The Weird Life Of A Transgender Triple Murderer Likely To Land In A Women’s Prison

Dana Rivers killed three people in 2016 and burned their house to hide the evidence.
Police mugshot of Dana Rivers by Alameda County Sheriff, California, 11 November 2016.
Police mugshot of Dana Rivers by Alameda County Sheriff, California, 11 November 2016.

Women’s rights activists are worried that an infamous triple murderer who claims he is a woman will land in a female prison when he is sentenced in June.

Dana Rivers, previously David Warfield, 67, was convicted in November of the triple murder of Charlotte Reed and Patricia Wright, a lesbian couple in their late 50s, and their 19-year-old son Benny Diambu-Wright, in Oakland in 2016.

The bodies of both women were found stabbed and shot with a .38 revolver, and the body of their son was found in the street with gunshot wounds. Shortly after police arrived, Rivers walked out of the house, covered in blood and reeking of gasoline. Police searched him and found bullets and brass knuckles.

Rivers was charged with three counts of first-degree murder, as well as arson for dousing the garage with gasoline and setting it on fire, an apparent attempt to destroy the evidence of the murders.

He is currently housed at Santa Rita Jail about 40 minutes north of San Jose. Rivers is expected to request housing in a women’s prison after he is sentenced on June 14.

California is permissive when it comes to allowing trans-identifying male inmates to be incarcerated in women’s facilities. Since 2021, the state has allowed at least 47 male inmates who identify as transgender or “non-binary” to transfer to women’s prisons. Many of those inmates do not appear to even try to present as female. Female inmates who said they were raped by their trans-identifying male fellow prisoners have sued the California prison system.

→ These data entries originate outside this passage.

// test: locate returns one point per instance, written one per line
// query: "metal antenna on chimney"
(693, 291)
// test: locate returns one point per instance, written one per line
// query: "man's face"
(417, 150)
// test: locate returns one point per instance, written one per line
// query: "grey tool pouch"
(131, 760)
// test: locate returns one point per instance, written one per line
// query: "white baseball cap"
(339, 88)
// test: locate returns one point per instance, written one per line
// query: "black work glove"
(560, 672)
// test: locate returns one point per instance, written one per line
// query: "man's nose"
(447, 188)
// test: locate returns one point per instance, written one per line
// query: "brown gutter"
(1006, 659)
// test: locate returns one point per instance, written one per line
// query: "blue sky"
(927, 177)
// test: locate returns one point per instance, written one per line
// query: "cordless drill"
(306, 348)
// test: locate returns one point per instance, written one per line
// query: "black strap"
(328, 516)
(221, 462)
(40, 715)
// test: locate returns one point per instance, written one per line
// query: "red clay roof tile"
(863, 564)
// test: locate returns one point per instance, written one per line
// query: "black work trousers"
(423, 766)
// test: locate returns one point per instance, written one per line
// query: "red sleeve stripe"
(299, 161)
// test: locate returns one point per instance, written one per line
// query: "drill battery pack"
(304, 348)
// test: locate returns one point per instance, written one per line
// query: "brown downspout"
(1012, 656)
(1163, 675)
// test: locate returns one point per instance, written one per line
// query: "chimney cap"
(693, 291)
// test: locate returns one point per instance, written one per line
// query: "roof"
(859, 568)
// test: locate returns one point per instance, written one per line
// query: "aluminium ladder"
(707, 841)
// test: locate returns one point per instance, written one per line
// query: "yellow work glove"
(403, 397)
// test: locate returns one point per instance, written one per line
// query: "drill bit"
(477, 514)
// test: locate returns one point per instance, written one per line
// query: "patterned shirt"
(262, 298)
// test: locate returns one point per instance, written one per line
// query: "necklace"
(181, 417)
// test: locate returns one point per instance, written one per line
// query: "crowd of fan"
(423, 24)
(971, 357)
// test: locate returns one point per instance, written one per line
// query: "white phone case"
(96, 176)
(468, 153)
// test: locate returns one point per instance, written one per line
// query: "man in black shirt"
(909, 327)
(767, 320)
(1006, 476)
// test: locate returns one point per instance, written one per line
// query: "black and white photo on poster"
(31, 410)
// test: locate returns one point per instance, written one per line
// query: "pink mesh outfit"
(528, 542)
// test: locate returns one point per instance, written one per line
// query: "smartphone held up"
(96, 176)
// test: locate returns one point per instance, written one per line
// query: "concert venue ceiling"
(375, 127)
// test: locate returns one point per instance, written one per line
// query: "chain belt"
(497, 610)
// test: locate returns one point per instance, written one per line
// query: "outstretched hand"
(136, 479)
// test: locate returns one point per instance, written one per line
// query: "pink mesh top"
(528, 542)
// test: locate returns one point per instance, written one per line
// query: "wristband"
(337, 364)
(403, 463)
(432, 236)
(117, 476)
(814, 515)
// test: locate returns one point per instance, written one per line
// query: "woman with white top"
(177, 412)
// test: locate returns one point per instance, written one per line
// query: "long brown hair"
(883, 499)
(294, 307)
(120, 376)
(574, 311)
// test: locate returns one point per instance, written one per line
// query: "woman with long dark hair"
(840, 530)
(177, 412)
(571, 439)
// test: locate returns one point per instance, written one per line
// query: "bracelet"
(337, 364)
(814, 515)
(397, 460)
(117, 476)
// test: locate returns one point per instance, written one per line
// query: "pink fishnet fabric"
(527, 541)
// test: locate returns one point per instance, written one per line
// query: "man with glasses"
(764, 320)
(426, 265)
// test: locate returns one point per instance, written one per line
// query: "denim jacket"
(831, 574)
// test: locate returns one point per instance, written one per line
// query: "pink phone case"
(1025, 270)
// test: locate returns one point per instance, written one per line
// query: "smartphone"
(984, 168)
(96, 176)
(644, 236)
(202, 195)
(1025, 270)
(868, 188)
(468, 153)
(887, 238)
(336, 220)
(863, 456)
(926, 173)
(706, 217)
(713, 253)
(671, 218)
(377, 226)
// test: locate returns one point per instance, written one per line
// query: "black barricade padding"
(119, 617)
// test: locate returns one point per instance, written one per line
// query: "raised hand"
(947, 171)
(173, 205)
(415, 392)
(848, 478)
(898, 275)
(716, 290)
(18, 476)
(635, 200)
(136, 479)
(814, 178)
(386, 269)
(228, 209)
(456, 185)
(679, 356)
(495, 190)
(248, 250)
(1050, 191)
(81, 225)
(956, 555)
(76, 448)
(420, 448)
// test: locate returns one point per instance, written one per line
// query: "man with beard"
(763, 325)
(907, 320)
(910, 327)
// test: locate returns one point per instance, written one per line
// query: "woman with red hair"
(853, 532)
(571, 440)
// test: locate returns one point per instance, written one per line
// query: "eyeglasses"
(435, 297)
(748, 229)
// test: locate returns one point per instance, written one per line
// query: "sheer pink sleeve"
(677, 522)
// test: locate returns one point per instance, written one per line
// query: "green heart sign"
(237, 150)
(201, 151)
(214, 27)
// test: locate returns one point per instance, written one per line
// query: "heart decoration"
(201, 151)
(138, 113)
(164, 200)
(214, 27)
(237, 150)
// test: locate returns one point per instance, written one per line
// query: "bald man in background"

In December, a group of women activists with Women’s Declaration International were assaulted while protesting Rivers’ potential transfer to a women’s facility.


The small group of women were attacked by black-clad transgender activists while quietly holding signs reading “Dana Rivers is a Man” and “No Men in Women’s Prisons.”

The men smashed an egg on the head of Kara Dansky, the president of Women’s Declaration International. They shoved an open umbrella into Dansky and threw multiple pies at the women before ripping their signs away and speeding off on their bikes.

Rivers has been in the news since the 1990s.

In 1999, back when he was David Warfield, Rivers was fired from his teacher position at Center High School north of Sacramento after he talked to students about his plans to undergo a sex change.

Rivers told school district officials he was planning to have a sex-change operation and go on cross-sex hormones over the summer and return to teach in the fall as a woman.

District officials directed him not to discuss his sex change plans with students, but Rivers flouted that request and pulled several students aside to explain the situation.

He even gave an interview to the school paper discussing his three failed marriages, alcoholism recovery, and his fear of rejection by students.

“I’m not some freak,” Rivers told the school paper.

Initially, the school board had written a letter to parents informing them about the upcoming sex change, but explaining that Rivers was a tenured teacher with a good performance record, so there was nothing they could do.

After outrage from parents over Rivers’ private conversations with students about the sex change, the school fired him.

That wasn’t the end of the story, though. Rivers sued Center High School over his termination, which catapulted him into international news.

A glowing profile by the Los Angeles Times at the time declared that Warfield was “the teacher who helped low achievers turn it around” before he “became a woman.”

In November 1999, Rivers resigned in exchange for a $150,000 settlement.

Rivers’ life was not boring between those 15 minutes of fame and his triple murder conviction.

First, he became a transgender activist.

Then he became an enforcer for an all-female outlaw biker club called the Deviants, which was associated with Hell’s Angels, according to prosecutors in the murder case. He went by the nickname “Edge” and had tattoos indicating he was a “1 Percenter,” a reference to the supposedly small percentage of motorcycle clubs that are criminal.

One of the two women Rivers killed was a former member of the Deviants.

Rivers and the woman met at a Veterans Affairs Center, where Rivers, who is also a U.S. Navy veteran on top of his other identities, was seeking mental health care. They became friends, and the woman had a short stint as a Deviant before quitting the biker club.

The Deviants began threatening the woman, and eventually Rivers killed her, her partner, and her son.

Rivers will not be sentenced for another two months, but women advocates for female-only prisons do not plan to let his case go anytime soon.